Mr. Chair, another deeply problematic aspect of Bill C-51 that has not been touched are changes to the Immigration and Refugee Protection Act that undid important protections for named persons in security certificate proceedings. Bill C-51 limited the requirement for disclosure of relevant information to special advocates and introduced a series of procedural barriers which further disadvantaged the rights of the named person.
In our legal challenge, CCLA has argued that these amendments are an unconstitutional violation of the section 7 guarantee to a hearing before an independent and impartial tribunal.
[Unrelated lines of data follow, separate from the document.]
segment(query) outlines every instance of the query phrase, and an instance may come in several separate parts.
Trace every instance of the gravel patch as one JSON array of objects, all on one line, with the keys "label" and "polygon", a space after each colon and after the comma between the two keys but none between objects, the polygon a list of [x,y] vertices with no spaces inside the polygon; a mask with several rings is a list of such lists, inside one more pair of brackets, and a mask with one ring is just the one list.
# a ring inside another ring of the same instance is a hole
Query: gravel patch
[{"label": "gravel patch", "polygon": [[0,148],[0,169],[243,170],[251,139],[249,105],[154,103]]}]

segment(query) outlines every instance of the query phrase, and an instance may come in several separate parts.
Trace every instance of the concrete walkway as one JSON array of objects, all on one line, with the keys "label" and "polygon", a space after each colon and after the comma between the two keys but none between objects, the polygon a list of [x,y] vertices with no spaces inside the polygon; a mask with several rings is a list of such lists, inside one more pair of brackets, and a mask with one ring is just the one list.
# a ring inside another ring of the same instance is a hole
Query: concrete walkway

Our Supreme Court has affirmed that the individual named in the security certificate “must be given an opportunity to know the case to meet, and an opportunity to meet the case”, an impossible exercise in the absence of a coherent legal framework for full disclosure.
This committee recognized as much in May 2017 when it recommended amending IRPA in order to give special advocates full access to complete security certificate files. We urge that Bill C-59 be amended to correct this issue.
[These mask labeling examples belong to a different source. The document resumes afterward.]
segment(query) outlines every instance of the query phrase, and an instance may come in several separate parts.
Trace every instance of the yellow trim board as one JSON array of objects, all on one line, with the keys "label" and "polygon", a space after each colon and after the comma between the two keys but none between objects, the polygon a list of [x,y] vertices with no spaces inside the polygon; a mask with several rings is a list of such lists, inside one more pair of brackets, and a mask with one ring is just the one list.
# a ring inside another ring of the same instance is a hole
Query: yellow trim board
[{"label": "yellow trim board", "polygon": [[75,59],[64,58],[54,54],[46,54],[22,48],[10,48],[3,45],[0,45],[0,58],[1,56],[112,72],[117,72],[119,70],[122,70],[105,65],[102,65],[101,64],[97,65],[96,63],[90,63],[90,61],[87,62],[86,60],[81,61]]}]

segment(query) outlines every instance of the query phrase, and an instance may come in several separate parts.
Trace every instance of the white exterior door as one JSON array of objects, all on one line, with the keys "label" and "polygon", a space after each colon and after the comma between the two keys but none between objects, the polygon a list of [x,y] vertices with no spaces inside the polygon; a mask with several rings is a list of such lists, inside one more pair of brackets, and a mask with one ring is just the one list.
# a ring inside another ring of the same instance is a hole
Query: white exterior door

We move now to the new elements of the new national security landscape that Bill C-59 has introduced. Our written submission will address a much wider range of issues in relation to the CSE Act, but we would like to highlight two parts today.
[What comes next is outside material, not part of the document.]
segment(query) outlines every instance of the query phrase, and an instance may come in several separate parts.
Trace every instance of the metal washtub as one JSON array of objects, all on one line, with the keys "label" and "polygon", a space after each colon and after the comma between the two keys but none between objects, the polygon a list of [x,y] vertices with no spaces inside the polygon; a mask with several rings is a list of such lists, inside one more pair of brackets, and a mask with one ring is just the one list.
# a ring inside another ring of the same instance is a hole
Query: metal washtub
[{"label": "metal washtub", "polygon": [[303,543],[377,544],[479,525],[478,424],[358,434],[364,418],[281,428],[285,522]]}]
First, the proposed active and defensive cyber-operations aspects of the CSE's mandate essentially allow the establishment to engage in secret and largely unconstrained state-sponsored hacking and disruption. The limitation of not directing these activities at Canadian infrastructure is clearly inadequate given the inherently interconnected nature of the digital ecosystem. Such activities are also bound to impact the privacy expression and security interests of Canadians and persons in Canada, and may threaten the integrity of communications tools such as encryption and anonymity software that are vital for the protection of human rights in the digital age.
In the case of CSIS's disruption powers, which are in some ways analogous to these new aspects of CSE's mandate, the government has set out a complex framework for prior judicial authorization and a longer list of prohibited activities. While we do not concede the adequacy of that framework, it is notable that, in contrast, CSE's cyber-operations activities involve no meaningful privacy protections, require only secret ministerial authorization, and involve only after-the-fact review.
Second, while the majority of CSE's activities cannot be directed at Canadians or persons in Canada, this is an inadequate safeguard against CSE's overreach in the face of unselected bulk collection. Bill C-59 exacerbates this privacy risk by creating a series of exceptions for the collection of Canadian data, including one which allows its acquisition, use, analysis, retention, and disclosure, so long as it is publicly available.
This definition is so broad that it plausibly includes information in which individuals have a strong privacy interest, and potentially allows for the collection of private data obtained by hacks, leaks, or other illicit means. Furthermore, it may encourage the creation of grey markets for data that would otherwise never have been available to government—a client with deep pockets.
The government has failed to demonstrate why this exception, as worded, is necessary or proportionate, or what risk it is meant to mitigate in the first place.